Architects: Urbana, CSP
Location: San Juan, Puerto Rico
Design Team: José Fernando Vázquez Pérez, AIA, Rafael Castro Montes de Oca, AIA, Yalmary Tirado López, Carlos Cruz Ortiz, Luis Cruz de la Paz, Carol Lora
Structure: José Miguel Ortiz
Mechanical: Rafael Parés, PE
Electrical: Carlos Requena, PE
Ilumination: Gianluca Picardi
Graphic Design: Sofía Saéz
Contractor: Hambleton Group
Parking: Julio Padín
Landscape: Olga Rubí
Signage: Sign Engineering
Water Features: Jesús Sánchez
Photographs: José Fernando Vázquez-Pérez and Kenneth Rexach

Courtesy of Urbana
Galería AirMaster, a third-generation family-run business, which originally specialized in ready-made products for hardware stores, wanted to expand into the high-end custom market. AirMaster had developed a solid reputation for reliability through their ubiquity at the island’s Home Depots, and had also cut its construction teeth as the Caribbean provider of Kawneer architectural products.

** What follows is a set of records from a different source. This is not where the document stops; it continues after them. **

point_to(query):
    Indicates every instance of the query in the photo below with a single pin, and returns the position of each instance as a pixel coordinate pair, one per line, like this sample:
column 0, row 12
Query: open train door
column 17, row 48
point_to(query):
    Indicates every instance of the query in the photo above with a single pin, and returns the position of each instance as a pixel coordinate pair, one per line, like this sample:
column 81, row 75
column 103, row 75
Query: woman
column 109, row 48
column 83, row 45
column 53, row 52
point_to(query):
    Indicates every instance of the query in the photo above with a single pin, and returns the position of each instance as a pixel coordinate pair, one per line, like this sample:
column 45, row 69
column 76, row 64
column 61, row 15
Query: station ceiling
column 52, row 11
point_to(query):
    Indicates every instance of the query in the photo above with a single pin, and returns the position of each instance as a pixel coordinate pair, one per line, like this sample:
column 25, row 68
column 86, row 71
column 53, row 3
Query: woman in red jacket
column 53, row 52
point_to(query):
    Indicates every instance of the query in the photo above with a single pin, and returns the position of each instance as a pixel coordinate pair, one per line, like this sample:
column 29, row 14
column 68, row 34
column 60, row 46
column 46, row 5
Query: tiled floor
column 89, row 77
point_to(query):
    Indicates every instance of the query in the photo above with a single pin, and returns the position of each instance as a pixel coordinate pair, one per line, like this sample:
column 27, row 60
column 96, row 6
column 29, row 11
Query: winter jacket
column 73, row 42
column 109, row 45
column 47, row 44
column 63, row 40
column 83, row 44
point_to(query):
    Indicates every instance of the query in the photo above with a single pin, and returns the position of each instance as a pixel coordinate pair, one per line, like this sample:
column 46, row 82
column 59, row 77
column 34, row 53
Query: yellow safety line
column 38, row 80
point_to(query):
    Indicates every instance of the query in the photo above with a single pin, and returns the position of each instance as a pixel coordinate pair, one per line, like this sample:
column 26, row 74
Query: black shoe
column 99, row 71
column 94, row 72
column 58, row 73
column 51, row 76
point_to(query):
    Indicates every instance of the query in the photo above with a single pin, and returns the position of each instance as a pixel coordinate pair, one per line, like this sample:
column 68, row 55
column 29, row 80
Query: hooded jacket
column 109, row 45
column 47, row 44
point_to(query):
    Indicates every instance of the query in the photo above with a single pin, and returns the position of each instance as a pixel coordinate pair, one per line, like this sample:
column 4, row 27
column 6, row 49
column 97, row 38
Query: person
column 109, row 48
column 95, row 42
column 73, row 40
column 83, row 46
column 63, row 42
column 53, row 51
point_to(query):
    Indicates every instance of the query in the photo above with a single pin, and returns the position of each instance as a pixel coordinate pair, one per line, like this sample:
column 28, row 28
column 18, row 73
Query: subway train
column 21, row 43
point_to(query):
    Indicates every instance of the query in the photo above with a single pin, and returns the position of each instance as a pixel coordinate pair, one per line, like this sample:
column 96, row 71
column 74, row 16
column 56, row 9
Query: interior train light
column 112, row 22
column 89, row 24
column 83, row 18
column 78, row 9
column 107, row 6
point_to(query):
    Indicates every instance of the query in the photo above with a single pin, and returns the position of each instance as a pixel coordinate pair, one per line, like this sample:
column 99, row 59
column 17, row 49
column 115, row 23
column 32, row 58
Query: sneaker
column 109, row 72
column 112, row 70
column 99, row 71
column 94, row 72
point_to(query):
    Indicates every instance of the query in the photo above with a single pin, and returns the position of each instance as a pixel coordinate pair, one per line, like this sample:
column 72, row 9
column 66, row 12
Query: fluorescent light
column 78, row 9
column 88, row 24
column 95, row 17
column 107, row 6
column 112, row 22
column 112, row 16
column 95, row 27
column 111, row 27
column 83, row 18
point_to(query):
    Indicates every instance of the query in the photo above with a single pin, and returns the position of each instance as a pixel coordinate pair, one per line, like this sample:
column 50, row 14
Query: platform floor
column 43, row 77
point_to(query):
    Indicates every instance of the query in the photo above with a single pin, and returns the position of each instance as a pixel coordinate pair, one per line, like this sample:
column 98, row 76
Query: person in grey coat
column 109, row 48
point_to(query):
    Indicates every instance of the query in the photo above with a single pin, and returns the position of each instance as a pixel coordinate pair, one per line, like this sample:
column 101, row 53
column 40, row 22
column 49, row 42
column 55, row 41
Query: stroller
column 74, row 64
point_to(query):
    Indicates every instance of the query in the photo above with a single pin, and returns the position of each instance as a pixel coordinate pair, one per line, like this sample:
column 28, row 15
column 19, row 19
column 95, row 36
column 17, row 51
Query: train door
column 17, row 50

Nevertheless, it wasn’t widely regarded as a premium brand, nor was it the first choice for architects dreaming of complex building-envelope solutions, a perception they needed to change in order to compete in the budding upscale regional market which, in addition to Puerto Rico, serves the Virgin Islands, the Dominican Republic, and Panamá. Thus, in the spring of 2008 AirMaster asked Urbana to help revamp their profile, and design a concept store that would allow their clients to visualize the possibilities of their product line in an instructive, and contemporary setting.

Courtesy of Urbana
The client had previously purchased two properties to develop the new facility: a two-story, 3,000 square foot structure that previously served as a house/art gallery, and a partially demolished house in the rear lot. The later served as staging area for the main construction project, and later was converted into parking. The architectural brief called for maximum showroom space throughout the building, and for ancillary administrative uses including office space, a studio-like work area for their staff, and a conference room. The client also requested that the showroom space be able to easily convert for gatherings and seminars without requiring major effort.

Courtesy of Urbana
The architects design scheme peels away the old façade and roof of the original building, and transforms it into an architectural mannequin for the manufacturers’ products. The intervention is based on the abstraction of a louvered window, the company’s first product 40 years ago [as evidenced by their logo]. The archetypal “window”, brought to a billboard scale, was segmented vertically, transformed horizontally with transparent and opaque elements, and folded backwards, becoming the premise for the building’s new glass and aluminum façade-roof. The “re-skinning” strategy not only brings natural light into both floors, but literally raises the roof on the second story [which previously stood at 7’10”], creating a new atrium for their “design” and sales staff. Programmatically the project is divided into showroom space in the first floor, and administrative space in the second. The retail area is characterized by its display mechanisms [oversized, movable steel frames suspended from the ceiling for presenting their door models, and operable wall nooks with pivoting aluminum cases for displaying their windows and entry-door products], while the administrative area on the second floor is defined by a massive curtain-wall which folds into a double clerestory ceiling that illuminates the interior space.
Sustainability Notes
The underlayment for the posterior parking area was constructed using demolition rubble, and all new concrete walls were specified for a minimum of 20% recycled fly-ash content. The building uses a high-efficiency air-conditioning system, and a combination of natural and low-energy illumination throughout [all of the interior spaces, except the restrooms and the kitchenettes, are naturally lit]. The structure captures rainwater for sanitary drainage and landscape watering, while the custom curtain-wall-roof system, based on Kawneer’s 1600 PowerWall, is wired for photovoltaic panels as a test-bed of solar technologies [AirMaster is currently conducting trials on different building-integrated photovoltaic modules for application in their own product line]. The lumber flooring and plywood cabinetry was manufactured using FSC-certified wood, and finished using water-based, zero-VOC coatings. All the bases for the custom work-desks and tables were manufactured using surplus steel channels from shipping crates of aluminum stock.